Blog Open Source Athlinks cuts runtime in half with GitLab
Published on December 17, 2019
3 min read

Athlinks cuts runtime in half with GitLab

Athlinks, a time management solution platform, shares how moving from Jenkins to GitLab cut CI runtimes in half.


If you’ve ever run a Spartan race, then you’ve likely used Athlinks, the only suite of time management solutions for a variety of racing events. The Athlinks platform includes race registration, timing, scoring, results -- everything from the check-in process to the orange wrist bands worn by participants. The solution stores over 300 million race results at any given time.

The Athlinks DevOps team previously had experience with several Agile planning tools, including Jira, Rally, and VersionOne. All of the tools they tried didn’t exactly fit what the team needed. They were looking for a tool that offers transparency and a voice for other parts of the business. “(We wanted) to give transparency and a voice to what engineering is working on so that other departments can have input into what is going on,” says Christopher Annannie, engineering manager, Athlinks.

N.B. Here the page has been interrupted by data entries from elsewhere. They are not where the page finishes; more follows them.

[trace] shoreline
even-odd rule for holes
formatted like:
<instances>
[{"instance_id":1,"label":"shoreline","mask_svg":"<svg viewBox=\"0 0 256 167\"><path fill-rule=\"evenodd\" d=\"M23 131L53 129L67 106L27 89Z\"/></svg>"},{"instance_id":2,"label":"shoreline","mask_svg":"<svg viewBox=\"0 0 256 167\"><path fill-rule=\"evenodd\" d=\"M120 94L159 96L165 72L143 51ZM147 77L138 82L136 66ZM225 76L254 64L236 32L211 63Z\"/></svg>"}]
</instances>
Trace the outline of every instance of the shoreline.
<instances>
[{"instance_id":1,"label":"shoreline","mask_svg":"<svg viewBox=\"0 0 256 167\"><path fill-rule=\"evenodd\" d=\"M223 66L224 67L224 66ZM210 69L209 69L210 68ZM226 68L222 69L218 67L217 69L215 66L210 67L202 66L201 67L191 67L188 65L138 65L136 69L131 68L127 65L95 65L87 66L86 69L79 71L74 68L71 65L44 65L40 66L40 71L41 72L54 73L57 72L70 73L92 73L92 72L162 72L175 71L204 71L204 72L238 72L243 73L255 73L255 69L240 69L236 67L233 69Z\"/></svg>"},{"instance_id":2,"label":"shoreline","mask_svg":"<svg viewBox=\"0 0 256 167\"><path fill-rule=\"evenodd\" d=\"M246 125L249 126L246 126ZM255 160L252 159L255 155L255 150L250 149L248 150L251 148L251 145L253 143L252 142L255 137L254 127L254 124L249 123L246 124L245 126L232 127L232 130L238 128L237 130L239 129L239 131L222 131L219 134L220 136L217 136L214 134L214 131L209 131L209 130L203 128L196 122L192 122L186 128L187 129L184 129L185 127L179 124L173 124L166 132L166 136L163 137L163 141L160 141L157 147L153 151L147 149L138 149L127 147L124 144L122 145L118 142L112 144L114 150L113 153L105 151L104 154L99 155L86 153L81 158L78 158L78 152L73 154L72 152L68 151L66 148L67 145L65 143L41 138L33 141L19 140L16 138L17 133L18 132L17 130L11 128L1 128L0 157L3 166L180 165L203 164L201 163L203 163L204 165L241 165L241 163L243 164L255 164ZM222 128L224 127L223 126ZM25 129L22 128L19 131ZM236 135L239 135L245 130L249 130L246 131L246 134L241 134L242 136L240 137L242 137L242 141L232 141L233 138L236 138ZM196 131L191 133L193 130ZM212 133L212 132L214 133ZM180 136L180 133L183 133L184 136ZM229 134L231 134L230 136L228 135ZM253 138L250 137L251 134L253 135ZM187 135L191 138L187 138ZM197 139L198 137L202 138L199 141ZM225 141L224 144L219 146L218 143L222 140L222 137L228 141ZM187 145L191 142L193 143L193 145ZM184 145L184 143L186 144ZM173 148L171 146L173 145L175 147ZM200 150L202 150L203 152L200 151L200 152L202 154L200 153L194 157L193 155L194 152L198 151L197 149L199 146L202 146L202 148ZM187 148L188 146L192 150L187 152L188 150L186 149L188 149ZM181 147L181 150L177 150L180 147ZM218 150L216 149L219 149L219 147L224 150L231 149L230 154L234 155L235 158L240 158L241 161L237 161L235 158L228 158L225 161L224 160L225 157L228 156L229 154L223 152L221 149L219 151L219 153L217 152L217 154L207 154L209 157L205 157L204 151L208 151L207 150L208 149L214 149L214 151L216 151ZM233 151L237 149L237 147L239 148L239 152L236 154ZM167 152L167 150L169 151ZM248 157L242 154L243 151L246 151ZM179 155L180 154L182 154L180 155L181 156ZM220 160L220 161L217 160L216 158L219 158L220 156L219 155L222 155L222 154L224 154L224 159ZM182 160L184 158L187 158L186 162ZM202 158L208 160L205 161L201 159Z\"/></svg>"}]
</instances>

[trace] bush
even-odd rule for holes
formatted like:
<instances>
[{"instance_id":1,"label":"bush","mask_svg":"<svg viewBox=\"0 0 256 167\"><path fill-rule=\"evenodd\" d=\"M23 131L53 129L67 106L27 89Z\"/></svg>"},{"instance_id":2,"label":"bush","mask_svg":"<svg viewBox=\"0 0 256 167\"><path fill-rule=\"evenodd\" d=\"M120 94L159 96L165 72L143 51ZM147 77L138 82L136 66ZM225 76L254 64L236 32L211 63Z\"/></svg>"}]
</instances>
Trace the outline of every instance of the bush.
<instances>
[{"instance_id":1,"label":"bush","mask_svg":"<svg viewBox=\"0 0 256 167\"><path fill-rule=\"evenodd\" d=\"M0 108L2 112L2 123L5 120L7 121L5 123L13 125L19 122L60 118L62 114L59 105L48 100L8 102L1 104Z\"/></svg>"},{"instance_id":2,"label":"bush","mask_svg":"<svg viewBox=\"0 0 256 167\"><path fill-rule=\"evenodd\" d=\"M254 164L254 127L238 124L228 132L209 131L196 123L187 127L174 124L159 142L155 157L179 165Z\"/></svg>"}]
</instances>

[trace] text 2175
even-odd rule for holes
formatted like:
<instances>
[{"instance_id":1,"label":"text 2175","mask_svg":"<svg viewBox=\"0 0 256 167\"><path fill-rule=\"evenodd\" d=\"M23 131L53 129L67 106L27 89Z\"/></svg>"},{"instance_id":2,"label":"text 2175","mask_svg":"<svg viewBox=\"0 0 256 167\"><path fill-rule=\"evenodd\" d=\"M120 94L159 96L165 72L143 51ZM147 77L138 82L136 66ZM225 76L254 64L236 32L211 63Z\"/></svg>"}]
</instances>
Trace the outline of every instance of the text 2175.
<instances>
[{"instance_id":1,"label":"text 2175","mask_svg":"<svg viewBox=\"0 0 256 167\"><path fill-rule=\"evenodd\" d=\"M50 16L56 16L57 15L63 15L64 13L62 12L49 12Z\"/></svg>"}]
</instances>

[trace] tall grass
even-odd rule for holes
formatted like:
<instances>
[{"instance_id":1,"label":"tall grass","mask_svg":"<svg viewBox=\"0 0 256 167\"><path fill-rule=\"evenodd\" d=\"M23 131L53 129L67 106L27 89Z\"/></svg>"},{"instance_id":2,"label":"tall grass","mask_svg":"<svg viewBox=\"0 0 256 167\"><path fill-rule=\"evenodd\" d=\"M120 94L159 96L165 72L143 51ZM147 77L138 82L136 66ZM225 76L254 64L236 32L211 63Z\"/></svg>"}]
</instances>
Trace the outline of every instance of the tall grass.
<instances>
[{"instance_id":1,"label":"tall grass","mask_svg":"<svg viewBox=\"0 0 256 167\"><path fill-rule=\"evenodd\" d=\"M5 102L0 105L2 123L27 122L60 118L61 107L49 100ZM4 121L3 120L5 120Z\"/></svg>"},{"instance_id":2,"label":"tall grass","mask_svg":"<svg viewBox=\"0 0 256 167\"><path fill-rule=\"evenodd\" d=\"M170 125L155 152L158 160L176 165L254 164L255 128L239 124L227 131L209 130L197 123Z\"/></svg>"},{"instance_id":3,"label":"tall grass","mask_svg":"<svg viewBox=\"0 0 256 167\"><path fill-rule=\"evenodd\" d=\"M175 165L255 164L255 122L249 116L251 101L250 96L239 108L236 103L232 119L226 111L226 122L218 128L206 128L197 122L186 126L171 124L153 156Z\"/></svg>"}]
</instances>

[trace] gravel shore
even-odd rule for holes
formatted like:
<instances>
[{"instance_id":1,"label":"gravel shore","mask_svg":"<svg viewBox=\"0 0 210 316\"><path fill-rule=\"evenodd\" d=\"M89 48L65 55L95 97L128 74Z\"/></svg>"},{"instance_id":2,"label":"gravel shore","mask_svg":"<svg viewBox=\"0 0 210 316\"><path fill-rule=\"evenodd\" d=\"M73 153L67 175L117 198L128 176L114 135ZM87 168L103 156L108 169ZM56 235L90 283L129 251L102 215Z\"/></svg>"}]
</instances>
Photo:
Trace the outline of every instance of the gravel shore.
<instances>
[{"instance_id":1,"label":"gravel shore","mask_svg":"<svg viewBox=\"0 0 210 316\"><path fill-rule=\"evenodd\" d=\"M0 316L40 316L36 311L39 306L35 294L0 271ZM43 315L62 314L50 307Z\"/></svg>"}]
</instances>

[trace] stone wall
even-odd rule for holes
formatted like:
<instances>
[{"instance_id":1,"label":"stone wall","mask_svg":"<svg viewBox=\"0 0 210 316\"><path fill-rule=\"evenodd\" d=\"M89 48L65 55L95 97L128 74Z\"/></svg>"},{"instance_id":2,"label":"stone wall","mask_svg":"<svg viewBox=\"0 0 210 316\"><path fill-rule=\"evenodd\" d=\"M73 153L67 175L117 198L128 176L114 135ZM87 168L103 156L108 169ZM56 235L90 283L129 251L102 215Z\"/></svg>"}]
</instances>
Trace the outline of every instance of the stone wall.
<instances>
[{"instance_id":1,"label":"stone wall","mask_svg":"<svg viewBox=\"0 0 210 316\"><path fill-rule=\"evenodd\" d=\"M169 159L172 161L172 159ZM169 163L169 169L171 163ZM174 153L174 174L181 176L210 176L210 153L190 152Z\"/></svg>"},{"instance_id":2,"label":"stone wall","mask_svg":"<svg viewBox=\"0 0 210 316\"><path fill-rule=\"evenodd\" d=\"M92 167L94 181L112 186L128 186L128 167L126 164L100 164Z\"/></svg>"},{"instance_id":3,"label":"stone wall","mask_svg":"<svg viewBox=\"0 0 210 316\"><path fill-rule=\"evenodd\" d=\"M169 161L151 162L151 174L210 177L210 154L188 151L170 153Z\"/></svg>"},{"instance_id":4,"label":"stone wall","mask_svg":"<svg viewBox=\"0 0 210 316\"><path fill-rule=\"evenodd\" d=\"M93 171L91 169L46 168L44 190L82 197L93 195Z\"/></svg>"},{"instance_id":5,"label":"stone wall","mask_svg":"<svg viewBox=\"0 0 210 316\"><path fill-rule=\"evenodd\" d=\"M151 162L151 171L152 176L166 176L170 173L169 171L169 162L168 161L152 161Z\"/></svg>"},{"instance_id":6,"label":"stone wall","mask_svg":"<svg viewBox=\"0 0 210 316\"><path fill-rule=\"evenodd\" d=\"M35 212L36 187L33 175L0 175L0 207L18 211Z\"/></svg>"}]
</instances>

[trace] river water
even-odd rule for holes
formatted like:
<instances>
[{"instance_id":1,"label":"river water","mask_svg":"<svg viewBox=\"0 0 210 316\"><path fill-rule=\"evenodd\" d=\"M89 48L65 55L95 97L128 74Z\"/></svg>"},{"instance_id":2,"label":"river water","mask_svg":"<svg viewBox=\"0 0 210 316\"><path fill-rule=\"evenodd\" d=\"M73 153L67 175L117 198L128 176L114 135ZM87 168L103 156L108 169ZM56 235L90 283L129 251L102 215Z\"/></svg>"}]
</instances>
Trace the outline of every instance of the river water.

Athlinks started using GitLab CE in 2015, migrating over from GitHub. In January of 2018, the team adopted EE and after doing a GitLab CI proof of concept, they moved to Ultimate and away from Jenkins. “We quickly discovered that we really wanted the full suite of tools for the Agile and the product side, so we went to GitLab Ultimate,” explains Aaron Rorvig, DevOps manager.

The group previously had about 300 jobs in Jenkins and now are at less than 40. “We use a wide variety of languages and technologies -- pretty much every operating system, both Android and iOS. We’re all over the place and we use GitLab CI for all of it,” Aaron says. The Athlinks team estimates a 50% savings across the board, both in code and in time spent running jobs.

Since all of the issues, the code, and CI pipelines are inside of GitLab, it provides a single view from start to finish. Each team can view all the issues and the labeling helps everyone understand what stage each project is in, how much work has been done, and what the next steps are. “GitLab is not necessarily all that opinionated about how you do issue tracking,” Christopher says. Everything can be tracked, even when the teams don’t use the same issue tracking, it can all exist in one place.

The issue templates provide structure for the all departments to understand what they need to fill out. “Engineering will get to it quicker without so much back and forth before a problem is actually solved,” Christopher says.

The communication among the marketing, DevOps and engineering teams is improving. “We’re getting marketing involved in this so we get better about communicating all the new features we’ve deployed this month, so that timers, race directors, and athletes will actually know about the work we’re doing,” Christopher says.